Caffeine has been associated with a lower of developing Alzheimer's disease in some recent studies. A recent human study suggested that the reason lies in its effect on proteins involved in inflammation. A new mouse study provides more support for this idea.
In the study, two groups of mice, one of which had been given caffeine, were exposed to hypoxia, simulating what happens in the brain during an interruption of breathing or blood flow. When re-oxygenated, caffeine-treated mice recovered their ability to form a new memory 33% faster than the other mice, and the caffeine was observed to have the same anti-inflammatory effect as blocking interleukin-1 (IL-1) signaling.

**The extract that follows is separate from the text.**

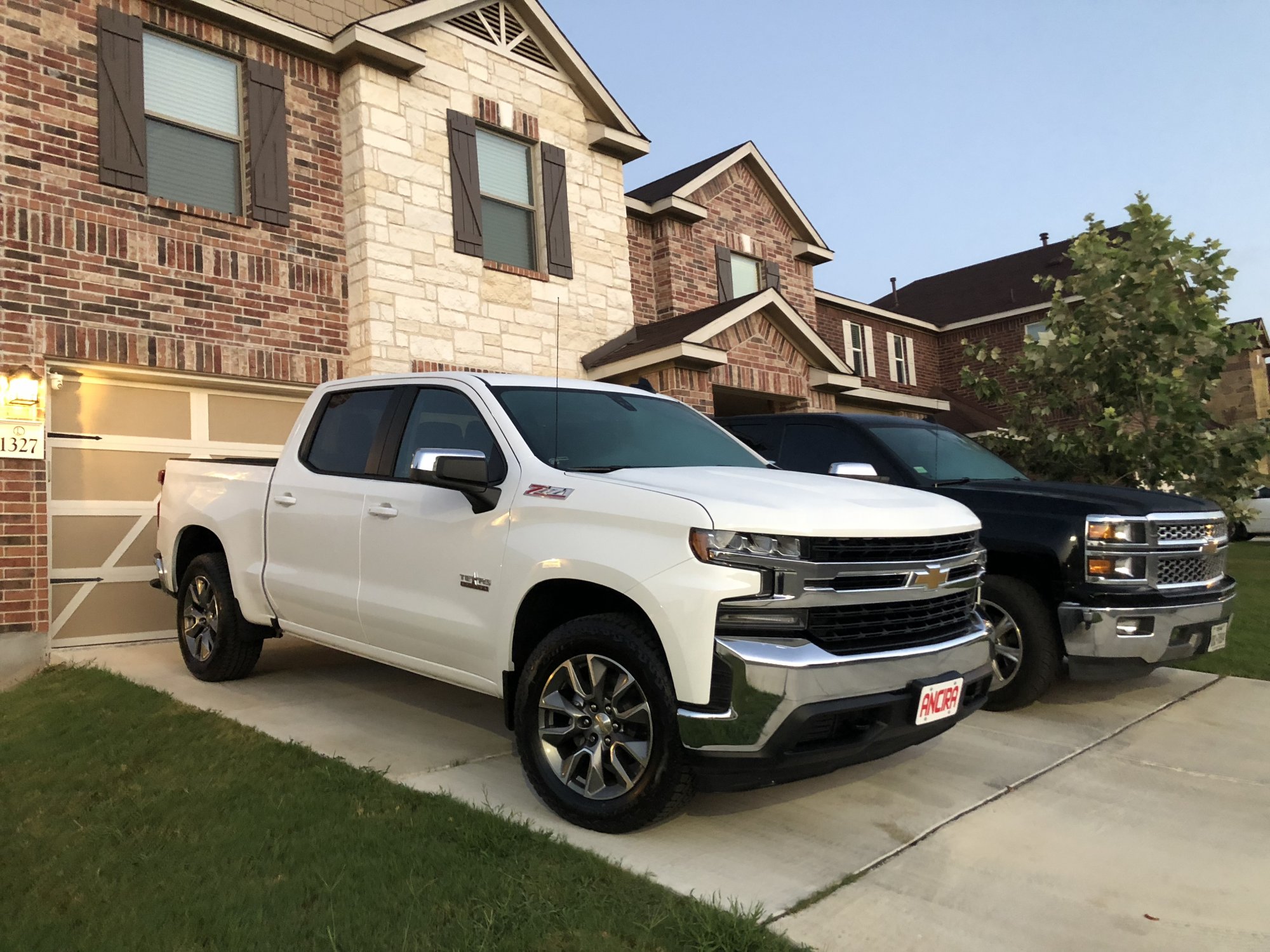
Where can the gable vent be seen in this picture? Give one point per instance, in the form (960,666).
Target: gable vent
(498,26)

Inflammation is a key player in cognitive impairment, and IL-1 has been shown to play a critical role in the inflammation associated with many neurodegenerative diseases.
It was found that the hypoxic episode triggered the release of adenosine, the main component of ATP (your neurons’ fuel). Adenosine is released when a cell is damaged, and this leakage into the environment outside the cell begins a cascade that leads to inflammation (the adenosine activates an enzyme, caspase-1, which triggers production of the cytokine IL-1β).
But caffeine blocks adenosine receptors, stopping the cascade before it starts.
The finding gives support to the idea that caffeine may help prevent cognitive decline and impairment.
Reference:
[3122]
(2012). Hypoxia/Reoxygenation Impairs Memory Formation via Adenosine-Dependent Activation of Caspase 1.
The Journal of Neuroscience. 32(40), 13945 - 13955.